We finished up Ann Rule’s The Stranger Beside Me last week in the True Crime course. And while we read the graphic novel Torso which dealt with a series of related murders in Cleveland during the 1930s, the figure of an actual killer was vague at best. With The Stranger Beside Me you get a much more intimate portrait of a man who is regularly referred to by the author as attractive, brilliant, and even compassionate (Rule meets him at a Seattle crisis hotline). Running parallel to this storyline is a quickly accumulating body count of young, attractive women that are being brutaly attacked, sexually assualted, and ultimately murdered. As a result of this book you become all too familiar with the many faces of Ted Bundy.
It’s through this dichotomy between savage predator and urbane citizen that Bundy seemed to make such an indelible impact on our cultural psyche. Even in 1980 when this book was published, and Bundy had already been convicted of murder and sentenced to death, the term serial killer was not yet in popular use. The emergence of the figure of the serial killer is in many ways synonymous with Bundy’s heinous murders of the 1970s—and concomitant with the success of Rule’s book. He represented the frightening fact that insanity and brutality can also come in sheep’s clothing—the pretty face of an emerging cultural category that would find its apex in the 1980s. Interestingly enough, the Slate article “Blood Loss: the decline of the serial killer” argues we have seen a decline in the number of serial killers since the 1980s, which may have been reinforced by the sensationalized media coverage of criminals like Ted Bundy, John Wayne Gacy, and Jeffrey Dahmer, to name a few. In could be argued that the 1990s and 2000s have seen the popular emergence of a new violent trend in the U.S.: spree killings. It is, unfortunately, pretty easy to rattle off a bunch of such incidents: Columbine, Virginia Tech, Aurora movie theater, and most recently Newtown—to name just a few. The sense of the arbitrary nature of these violent acts becomes just that much greater.
It’s hard to even conceive that one can understand something about a culture in such a shift of arbitrary violence?
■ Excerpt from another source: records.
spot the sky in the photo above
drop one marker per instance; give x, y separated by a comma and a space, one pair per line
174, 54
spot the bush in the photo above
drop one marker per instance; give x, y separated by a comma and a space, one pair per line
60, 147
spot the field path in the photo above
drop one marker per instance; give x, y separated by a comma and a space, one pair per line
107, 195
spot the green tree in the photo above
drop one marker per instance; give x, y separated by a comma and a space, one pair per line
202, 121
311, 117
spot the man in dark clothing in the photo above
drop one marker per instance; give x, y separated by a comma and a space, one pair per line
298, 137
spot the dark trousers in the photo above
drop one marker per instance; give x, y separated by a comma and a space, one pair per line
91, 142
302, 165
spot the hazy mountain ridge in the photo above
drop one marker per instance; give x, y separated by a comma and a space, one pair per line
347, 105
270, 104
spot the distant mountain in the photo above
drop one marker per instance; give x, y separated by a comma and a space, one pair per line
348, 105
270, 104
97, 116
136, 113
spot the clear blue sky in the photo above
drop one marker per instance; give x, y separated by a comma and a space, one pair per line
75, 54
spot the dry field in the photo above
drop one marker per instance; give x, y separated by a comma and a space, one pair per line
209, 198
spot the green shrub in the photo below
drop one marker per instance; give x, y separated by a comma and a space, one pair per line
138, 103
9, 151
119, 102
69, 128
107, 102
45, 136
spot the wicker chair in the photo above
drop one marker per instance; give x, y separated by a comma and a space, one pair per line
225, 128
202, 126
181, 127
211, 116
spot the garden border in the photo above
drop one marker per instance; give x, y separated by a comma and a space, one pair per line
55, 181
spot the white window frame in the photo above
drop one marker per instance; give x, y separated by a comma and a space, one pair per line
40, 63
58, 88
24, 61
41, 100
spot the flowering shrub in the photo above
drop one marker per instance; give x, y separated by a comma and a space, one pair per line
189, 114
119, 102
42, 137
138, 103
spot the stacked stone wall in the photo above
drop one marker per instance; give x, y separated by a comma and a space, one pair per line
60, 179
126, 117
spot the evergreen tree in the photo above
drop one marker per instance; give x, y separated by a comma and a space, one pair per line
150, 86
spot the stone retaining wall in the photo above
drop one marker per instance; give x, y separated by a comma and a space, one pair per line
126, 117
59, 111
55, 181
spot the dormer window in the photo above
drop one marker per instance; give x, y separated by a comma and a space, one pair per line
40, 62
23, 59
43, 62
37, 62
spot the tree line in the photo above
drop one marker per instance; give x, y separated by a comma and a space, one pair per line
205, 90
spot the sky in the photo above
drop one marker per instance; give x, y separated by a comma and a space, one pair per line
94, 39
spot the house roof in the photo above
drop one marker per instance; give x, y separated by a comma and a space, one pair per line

Part of the True Crime class has been about trying to read through the telling of crime to understand who we are as a culture at any particular moment—but I find it really hard for our moment. I’ve likened Bundy and the serial killer crazy to the emergence of the predatory capitalism of the 1980s, it’s a fairly trivial way to deal with such horrific arbitrary violence, but at the same time sense needs to be made. But how about spree killings? How do we make sense of Columbine or Sandy Hook? Can we?
I’m not so sure, but Forensic Psychologist Paul Mullen argues that it is part of an emerging cultural script that became popular during the late 1960s and has accelerated since. It’s not necessarily the idea that violent video games and movies produce psychokillers, but as David Dobbs suggest more discerningly when talking about the Aurora movie theatre shootings, “culture shapes the expression of mental dysfunction.” And in the U.S over the last 10 to 15 years that culture seems to be framed by “a right-wing, militiarized expression of violence” to quote Mullen. While these arguments don’t explain the horror, the do try and drill downward and take a broader look at the cultural conditions that make this possible. And, ideally, a space to try and deal with them beyond more violence, executions, and prisons.